Lineamenti equamente divisi tra Totò e Edward Everett Horton, la maschera di Bava non aveva nulla di inquietante. Anzi, tranquillizzava: soprattutto, i produttori. Era un grande direttore della fotografia e un magnifico artigiano, conosceva tutti i trucchi e gli “effetti speciali” del mestiere. E quelli che non conosceva, li inventava.
Un sabato accettò di girare un film, un “Giallo” (di cui non sapeva nulla), con le riprese che cominciavano due giorni dopo, il lunedì. Poi, per ripicca, cambiò il finale, e l’attore-cocco dei suoi finanziatori diventò con un colpo di scena il “mostro” assassino e lubrico della storia.
Nel 1959, il regista Jacques Tourneur (il genio del Bacio della Pantera e La notte del Demonio) scappò dal set, in Jugoslavia, perché non era riuscito a finire il peplum “La battaglia di Maratona” entro i tempi e col budget prestabiliti. Bava subentrò e terminò il film in pochi giorni, improvvisando una truculenta, “realistica”, battaglia navale di modellini e, come suo solito, infarcendo la trama di violenza gratuita e di sadismo.
I produttori lo premiarono permettendogli, per la prima volta dopo tante regie clandestine, di realizzare un film tutto suo.
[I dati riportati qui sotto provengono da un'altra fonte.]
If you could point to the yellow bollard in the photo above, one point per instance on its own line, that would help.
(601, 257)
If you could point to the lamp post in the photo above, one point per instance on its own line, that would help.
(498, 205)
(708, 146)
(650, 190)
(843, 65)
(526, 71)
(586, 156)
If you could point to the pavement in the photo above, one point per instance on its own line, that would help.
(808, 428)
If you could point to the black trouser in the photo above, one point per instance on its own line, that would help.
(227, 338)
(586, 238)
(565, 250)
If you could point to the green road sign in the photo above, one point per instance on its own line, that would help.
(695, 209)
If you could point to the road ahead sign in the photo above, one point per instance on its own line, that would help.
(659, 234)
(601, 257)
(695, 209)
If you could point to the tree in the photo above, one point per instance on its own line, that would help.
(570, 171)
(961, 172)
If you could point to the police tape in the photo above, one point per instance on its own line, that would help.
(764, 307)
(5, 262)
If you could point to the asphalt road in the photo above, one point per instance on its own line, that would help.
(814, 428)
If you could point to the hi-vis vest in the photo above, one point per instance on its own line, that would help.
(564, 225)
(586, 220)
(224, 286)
Fu La maschera del demonio (1960), che fondò definitivamente il “film di Paura” all’italiana, e rese una sconosciuta attrice irlandese dagli occhi abnormi e spiritati, Barbara Steele, una Star mondiale e iconica del genere Horror.
Bava era un Mago del Terrore, proprio perché sapeva bene che la Paura è dentro di noi, che va solo assecondata, fatta vibrare, scatenata. E lui, dopo averla preparata con un uso magistrale della suspense (anche per la sua rapidità) e con una superba direzione di atmosfere, di luci e di colori, poi, con un trucco inatteso, portentoso, oppure con una semplice Sorpresa, ne provocava l’esplosione.
In Operazione Paura (1966), altro suo Teorema dell’Orrore, il fantasma della Bambina che spinge un intero paese all’autodistruzione, compare all’improvviso quando e dove meno te lo aspetti, cioè nel posto più banale: nel tuo armadio, quando allunghi la mano per vestirti.
Probabile però che tra i molti titoli di Bava la palma del “capolavoro” spetti a I tre volti della Paura (1963), firmato, per l’occasione, con lo pseudonimo “John Old”. Fu finanziato dagli stessi produttori statunitensi che distribuivano in quel momento i film di Roger Corman e Richard Matheson. Sicuramente dell’American International è l’idea di scritturare per quest’opera a episodi il “mostro sacro” Boris Karloff. Boris tuttavia, forse a causa delle nefaste conseguenze di una brutta polmonite, non diede il meglio di sé: anche se il suo “Wurdalak” (tratto da un racconto di Aleksej Tolstoj) resta un sontuoso esempio di messinscena gotica, degna del miglior Bava.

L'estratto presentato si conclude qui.